A loophole has been discovered in a plastic bag ban law Hawaii lawmakers touted as “historic,” which strangely allows plastic bags to be used despite the intentions of the prohibition.
The law was meant to ban all plastic bags, most especially those thin, flimsy bags so many grocery stores use to pack customers’s purchases in. The law, though, does provide for “reusable bags” to be used in place of the thinner, noncompostable bags that are often seen floating in the air or littering sidewalks.
The law that was touted by state lawmakers and environmentalists across the world, kicked in this year on July 1.
But, through a quirk in the rules, those reusable bags can be made of plastic—if only of a slightly heavier gauge—just like the bags that are supposed to have been banned.
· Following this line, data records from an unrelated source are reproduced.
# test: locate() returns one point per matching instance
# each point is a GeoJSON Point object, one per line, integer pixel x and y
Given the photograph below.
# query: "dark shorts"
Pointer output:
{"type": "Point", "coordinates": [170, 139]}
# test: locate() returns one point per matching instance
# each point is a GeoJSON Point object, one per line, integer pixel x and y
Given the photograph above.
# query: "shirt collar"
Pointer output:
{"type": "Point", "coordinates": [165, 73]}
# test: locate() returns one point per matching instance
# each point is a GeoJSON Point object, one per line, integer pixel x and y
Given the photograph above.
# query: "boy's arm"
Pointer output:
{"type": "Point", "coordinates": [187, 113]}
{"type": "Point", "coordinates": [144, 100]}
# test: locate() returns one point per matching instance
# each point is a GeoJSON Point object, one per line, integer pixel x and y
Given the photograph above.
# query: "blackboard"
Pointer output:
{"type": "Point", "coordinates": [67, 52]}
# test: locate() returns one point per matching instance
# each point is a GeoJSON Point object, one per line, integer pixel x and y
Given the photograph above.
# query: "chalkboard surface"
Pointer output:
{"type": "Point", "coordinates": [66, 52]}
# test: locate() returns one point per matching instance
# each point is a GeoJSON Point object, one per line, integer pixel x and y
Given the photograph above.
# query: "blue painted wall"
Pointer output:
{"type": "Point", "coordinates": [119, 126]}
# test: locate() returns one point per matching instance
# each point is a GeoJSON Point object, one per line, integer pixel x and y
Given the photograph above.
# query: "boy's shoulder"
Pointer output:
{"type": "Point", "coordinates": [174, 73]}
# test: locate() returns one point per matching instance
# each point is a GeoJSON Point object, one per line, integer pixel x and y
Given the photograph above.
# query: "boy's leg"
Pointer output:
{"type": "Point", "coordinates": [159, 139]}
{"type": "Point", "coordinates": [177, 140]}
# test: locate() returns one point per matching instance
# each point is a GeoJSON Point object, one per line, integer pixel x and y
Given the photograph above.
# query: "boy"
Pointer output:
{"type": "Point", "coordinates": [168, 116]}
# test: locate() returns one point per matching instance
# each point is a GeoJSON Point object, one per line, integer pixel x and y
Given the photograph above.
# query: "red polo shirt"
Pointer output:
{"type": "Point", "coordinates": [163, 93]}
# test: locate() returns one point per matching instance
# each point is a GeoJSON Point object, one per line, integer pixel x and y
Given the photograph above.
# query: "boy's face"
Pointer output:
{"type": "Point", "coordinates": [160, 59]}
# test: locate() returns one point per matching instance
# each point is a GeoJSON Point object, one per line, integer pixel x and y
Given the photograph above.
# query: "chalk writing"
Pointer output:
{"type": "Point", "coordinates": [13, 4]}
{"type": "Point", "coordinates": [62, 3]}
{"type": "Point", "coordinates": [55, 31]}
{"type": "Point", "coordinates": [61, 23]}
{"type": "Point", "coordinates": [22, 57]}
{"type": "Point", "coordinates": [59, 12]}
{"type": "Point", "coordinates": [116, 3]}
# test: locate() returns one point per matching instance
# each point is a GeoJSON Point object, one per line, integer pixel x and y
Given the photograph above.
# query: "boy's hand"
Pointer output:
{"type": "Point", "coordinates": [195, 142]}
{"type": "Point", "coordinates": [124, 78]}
The law defines reusable bags as “a bag with handles that is specifically designed and manufactured for multiple reuse,” that is made of durable materials, “including plastic that is at least 2.25 mils thick.”
This exception to the rule has some environmentalists crying foul.
Chelsea Rochman, an environmental toxicologist at the University of California, Davis, told HuffingtonPost that the exception was “sneaky.”
“What’s interesting,” Rochman said, “is that they’re using a thicker plastic, made out of the same material [as the banned bags]. They really didn’t change to a safer alternative. They almost chose a worse alternative because they’ll persist in the environment longer.”
Critics also say that the heavier bags that are supposed to be reusable will likely be treated just like the old bags and thrown away after a single use. Many, they say, will end up floating in waters, flying in traffic wind eddies, and littering sidewalks just like the bags that lawmakers wanted banned.
Environmentalists are now calling for the law to be amended to also ban the heavier plastic bags.